5th December, 2018 By An Coppens
As children, we learn through feedback and consequences from our environment. Putting a hand on a hot plate will teach you that this may hurt and hence is not desirable. As we grow up, much more rote learning is expected and information is given to us, but the experiential factor disappears over time. When we come to our adult life, we are assumed to be able to learn from all kinds of documents and information inputs even without any experience test or application.
Is this just a bad learning design?
I often wonder how we got to this place, where a lot of information transfer is just plain inefficient for a large proportion of the population. If you are tackling a brand new topic, it is essential to understand the basics and why the topic exists, what it can and can’t do. Then to embed or transfer it into our daily practice, we need to find ways to apply it and experience it.
A lot of the gamification we work on will take the base knowledge into an experiential realm. In most cases, it serves the purpose to give people confidence in applying their learning and at the same time giving them feedback on their performance.

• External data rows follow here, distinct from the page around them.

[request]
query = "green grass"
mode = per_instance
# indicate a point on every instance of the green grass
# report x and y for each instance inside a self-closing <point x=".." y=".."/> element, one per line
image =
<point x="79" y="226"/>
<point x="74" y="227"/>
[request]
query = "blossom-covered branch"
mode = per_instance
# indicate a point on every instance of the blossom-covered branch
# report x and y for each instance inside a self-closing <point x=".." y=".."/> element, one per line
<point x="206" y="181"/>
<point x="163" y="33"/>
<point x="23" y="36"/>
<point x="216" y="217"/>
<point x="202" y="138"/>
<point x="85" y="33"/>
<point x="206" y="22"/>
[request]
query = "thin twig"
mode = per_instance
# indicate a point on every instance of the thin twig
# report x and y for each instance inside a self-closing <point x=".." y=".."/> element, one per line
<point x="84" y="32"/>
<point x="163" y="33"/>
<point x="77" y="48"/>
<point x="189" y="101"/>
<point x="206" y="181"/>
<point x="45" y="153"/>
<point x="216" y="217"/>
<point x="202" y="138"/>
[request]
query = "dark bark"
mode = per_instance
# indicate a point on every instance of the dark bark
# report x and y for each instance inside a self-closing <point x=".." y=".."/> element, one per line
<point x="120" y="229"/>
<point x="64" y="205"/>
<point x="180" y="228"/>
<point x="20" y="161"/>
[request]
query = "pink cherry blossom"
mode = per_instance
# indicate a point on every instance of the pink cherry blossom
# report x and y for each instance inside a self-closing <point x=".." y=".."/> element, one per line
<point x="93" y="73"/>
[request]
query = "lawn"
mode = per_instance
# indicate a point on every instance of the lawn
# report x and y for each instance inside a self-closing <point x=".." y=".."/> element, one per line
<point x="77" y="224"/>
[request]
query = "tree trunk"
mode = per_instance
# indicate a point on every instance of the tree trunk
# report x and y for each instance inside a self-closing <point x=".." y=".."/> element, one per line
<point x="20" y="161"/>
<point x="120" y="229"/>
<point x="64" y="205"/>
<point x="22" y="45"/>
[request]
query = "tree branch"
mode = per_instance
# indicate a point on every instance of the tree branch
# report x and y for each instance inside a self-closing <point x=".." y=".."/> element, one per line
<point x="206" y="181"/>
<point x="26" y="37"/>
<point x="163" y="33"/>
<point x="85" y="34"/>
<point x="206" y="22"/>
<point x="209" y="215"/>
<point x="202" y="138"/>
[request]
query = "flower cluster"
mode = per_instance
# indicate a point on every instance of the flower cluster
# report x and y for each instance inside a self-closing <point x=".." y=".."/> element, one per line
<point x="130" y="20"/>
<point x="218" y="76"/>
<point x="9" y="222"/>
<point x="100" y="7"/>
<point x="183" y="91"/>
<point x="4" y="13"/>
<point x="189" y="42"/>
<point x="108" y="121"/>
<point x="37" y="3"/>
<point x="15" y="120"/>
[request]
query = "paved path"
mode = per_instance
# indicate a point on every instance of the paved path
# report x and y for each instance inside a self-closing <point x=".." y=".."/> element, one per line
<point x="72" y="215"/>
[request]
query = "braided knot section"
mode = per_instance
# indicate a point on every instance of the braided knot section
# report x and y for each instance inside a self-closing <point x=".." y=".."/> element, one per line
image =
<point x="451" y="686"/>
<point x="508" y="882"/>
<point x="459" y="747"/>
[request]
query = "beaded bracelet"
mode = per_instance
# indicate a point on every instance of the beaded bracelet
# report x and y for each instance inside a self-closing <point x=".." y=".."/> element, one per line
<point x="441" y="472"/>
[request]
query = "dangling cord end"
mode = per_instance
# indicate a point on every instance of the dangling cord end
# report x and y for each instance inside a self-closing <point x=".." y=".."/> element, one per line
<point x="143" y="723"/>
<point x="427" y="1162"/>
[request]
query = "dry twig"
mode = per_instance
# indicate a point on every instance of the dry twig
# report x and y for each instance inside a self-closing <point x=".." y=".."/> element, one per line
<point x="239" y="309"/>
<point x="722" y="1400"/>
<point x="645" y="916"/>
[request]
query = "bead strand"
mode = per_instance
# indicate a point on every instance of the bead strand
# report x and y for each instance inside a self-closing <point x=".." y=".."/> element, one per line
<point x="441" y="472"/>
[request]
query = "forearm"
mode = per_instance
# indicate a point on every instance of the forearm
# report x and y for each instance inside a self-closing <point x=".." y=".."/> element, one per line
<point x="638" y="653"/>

We often are asked why do people retain more information in a game like setting and not in a traditional e-learning environment. My only plausible explanation is that people in a playful setting don’t mind trying things out and failing and then trying again. The fact that consequences are fully experienced, is the one thing that plays out stronger in a game like setting.
A lot of gamification companies claim that repetition is key and whilst it helps to battle the forgetting curve, I think it is not the only thing that matters. I see feedback loops and win/lose conditions critical in how we learn. Most of us want to get things right and will do our best to perform to a higher standard.
In the world of corporate learning, there is often a hesitation around feedback about bad choices and also around losing in a game. On the way to building confidence, we do need to know what good looks like and by its very virtue it means we need to know what the flipside looks like too.
In the cybersecurity board game, we created the retention of scenarios was higher than the equivalent information from e-learning. Two reasons a group of people had to consider how to battle cyber attacks so the social discussion will matter and secondly when some groups lost the game because their business went bankrupt, they felt what could happen in real life.
When we did user research for technical roles for a client, the actual target users of our learning wanted consequences and serious one, so that they could feel what was important.
In my view, gamification design for learning needs to tap into the emotional journeys people go through in the process towards mastery. This includes both good and bad feedback to create an understanding of reality.